Каждый подъем и падение ее груди казались оскорблением. Каждая капля крови в ее жилах — насмешка. Каждая секунда жизни стала секундой, которую она у него отняла.
Ему не следовало пытаться подарить ей прекрасную смерть. Чувства поймали его в свои сети. Ему следовало перерезать ей горло, как оленю, в тот момент, когда она отказала ему.
Она осмелилась.
Гнев отяжелил его конечности и зажег огонь в крови. Он слегка покачнулся, когда встал, опьяненный силой этого, но его разум оставался острым. Смертельным.
Теперь он знал, что должен делать.
Смерть — это тот возлюбленный, которого нельзя отвергнуть.
Она должна была умереть от его руки. И только его. Его взгляд упал на изображение Вэл, застывшее на экране, и сузился. Но сначала — ее нужно заставить страдать.
Он легко поднял монитор, несмотря на объем, и с ревом швырнул его об стену. Полетели искры, разбилось стекло, и обломки быстро скрылись в клубящихся облаках штукатурки и гипсокартона.

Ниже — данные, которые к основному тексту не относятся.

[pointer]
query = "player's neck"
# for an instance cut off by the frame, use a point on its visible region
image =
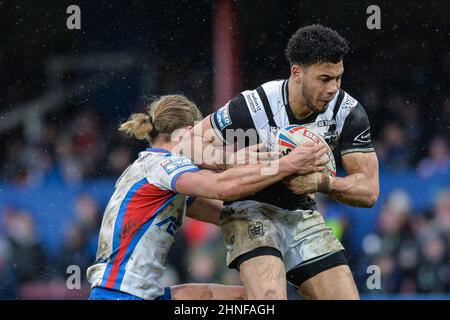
(296, 102)
(162, 144)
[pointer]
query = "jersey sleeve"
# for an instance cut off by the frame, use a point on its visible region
(355, 136)
(232, 116)
(167, 171)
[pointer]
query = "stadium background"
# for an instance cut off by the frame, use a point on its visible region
(63, 93)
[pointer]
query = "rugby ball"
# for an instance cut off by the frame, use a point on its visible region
(295, 135)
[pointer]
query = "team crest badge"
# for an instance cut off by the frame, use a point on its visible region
(256, 230)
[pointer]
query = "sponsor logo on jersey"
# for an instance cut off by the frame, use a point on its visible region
(363, 137)
(223, 117)
(254, 103)
(171, 165)
(326, 123)
(171, 225)
(349, 102)
(256, 230)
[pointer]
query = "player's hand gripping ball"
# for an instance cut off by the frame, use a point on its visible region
(295, 135)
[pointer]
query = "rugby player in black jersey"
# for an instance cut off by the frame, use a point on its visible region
(277, 234)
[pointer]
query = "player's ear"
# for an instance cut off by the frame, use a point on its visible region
(297, 73)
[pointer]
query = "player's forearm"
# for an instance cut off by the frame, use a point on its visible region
(356, 190)
(206, 210)
(239, 182)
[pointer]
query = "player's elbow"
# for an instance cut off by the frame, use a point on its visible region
(228, 191)
(371, 199)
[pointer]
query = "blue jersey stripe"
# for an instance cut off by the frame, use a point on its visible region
(135, 241)
(118, 226)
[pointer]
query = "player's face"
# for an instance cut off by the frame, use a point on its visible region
(321, 82)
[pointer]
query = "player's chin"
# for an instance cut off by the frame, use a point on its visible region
(320, 106)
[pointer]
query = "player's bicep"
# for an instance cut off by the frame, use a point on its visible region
(200, 183)
(232, 116)
(355, 135)
(365, 163)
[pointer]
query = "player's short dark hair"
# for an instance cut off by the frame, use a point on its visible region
(316, 44)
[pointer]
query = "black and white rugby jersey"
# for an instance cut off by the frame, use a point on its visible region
(344, 125)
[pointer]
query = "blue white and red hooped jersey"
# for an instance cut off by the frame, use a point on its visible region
(139, 224)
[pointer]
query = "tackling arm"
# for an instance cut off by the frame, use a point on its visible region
(361, 187)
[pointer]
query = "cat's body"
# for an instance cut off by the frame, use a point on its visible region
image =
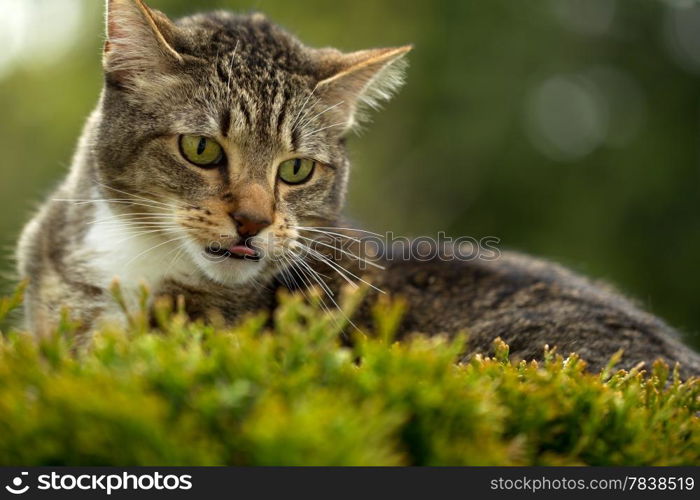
(221, 136)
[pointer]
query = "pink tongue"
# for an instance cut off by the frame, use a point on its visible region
(243, 250)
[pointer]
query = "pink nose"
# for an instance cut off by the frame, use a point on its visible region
(249, 225)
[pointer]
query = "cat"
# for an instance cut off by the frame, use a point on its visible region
(216, 158)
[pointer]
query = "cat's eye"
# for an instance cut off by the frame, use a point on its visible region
(201, 151)
(297, 171)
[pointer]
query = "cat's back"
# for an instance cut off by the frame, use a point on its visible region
(529, 303)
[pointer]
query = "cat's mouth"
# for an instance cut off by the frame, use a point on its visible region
(242, 250)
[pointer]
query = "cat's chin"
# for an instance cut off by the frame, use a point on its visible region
(224, 270)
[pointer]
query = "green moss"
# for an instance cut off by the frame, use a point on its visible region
(195, 394)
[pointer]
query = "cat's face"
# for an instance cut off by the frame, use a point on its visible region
(227, 133)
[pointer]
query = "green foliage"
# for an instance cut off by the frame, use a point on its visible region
(190, 394)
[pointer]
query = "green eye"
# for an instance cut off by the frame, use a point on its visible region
(201, 151)
(297, 171)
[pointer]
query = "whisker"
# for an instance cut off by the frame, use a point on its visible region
(338, 268)
(153, 248)
(345, 252)
(309, 120)
(303, 108)
(341, 229)
(314, 132)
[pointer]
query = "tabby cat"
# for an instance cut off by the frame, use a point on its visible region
(215, 163)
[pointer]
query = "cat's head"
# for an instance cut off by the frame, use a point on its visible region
(222, 128)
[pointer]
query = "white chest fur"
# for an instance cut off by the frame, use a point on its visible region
(134, 254)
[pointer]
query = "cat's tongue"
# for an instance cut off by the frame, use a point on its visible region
(243, 251)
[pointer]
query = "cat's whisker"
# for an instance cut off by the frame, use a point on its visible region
(327, 291)
(125, 219)
(179, 238)
(344, 252)
(337, 267)
(142, 233)
(118, 201)
(328, 233)
(309, 120)
(230, 69)
(295, 123)
(170, 206)
(315, 132)
(335, 228)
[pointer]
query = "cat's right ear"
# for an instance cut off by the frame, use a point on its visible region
(139, 40)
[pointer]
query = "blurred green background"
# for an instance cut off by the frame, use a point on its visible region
(570, 129)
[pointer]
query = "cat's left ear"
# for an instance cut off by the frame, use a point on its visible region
(139, 40)
(360, 81)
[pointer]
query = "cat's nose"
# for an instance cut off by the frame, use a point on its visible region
(249, 225)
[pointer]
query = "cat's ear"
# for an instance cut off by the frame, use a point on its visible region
(139, 39)
(360, 81)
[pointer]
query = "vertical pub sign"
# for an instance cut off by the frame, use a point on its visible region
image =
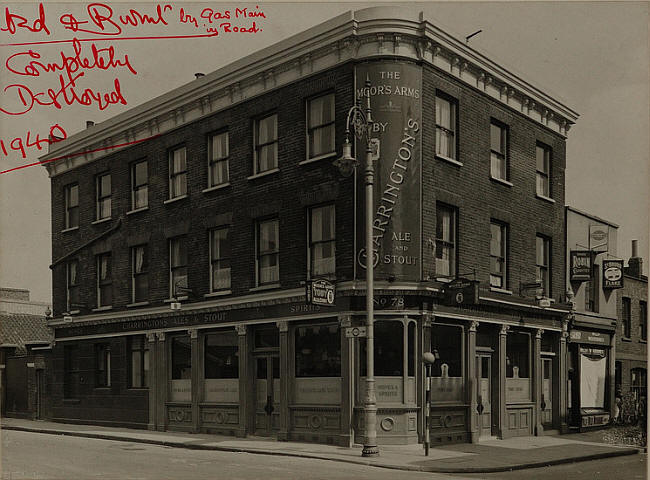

Гэвин слепо уставился на беспорядок, великолепная какофония звенела у него в ушах, и его грудь быстро поднималась и опускалась, когда он прислонился спиной к стене, чтобы не упасть.
В дверь постучали. Он нетерпеливо повернулся к ней.
— Да?
— Это Селеста.
Младшая сестра. Наименее глупая, но и самая мягкая, что было почти так же плохо.
— Я услышала грохот...
— Входи.
В этом доме повсюду имелись уши. Лучше всего не разговаривать в его коридорах.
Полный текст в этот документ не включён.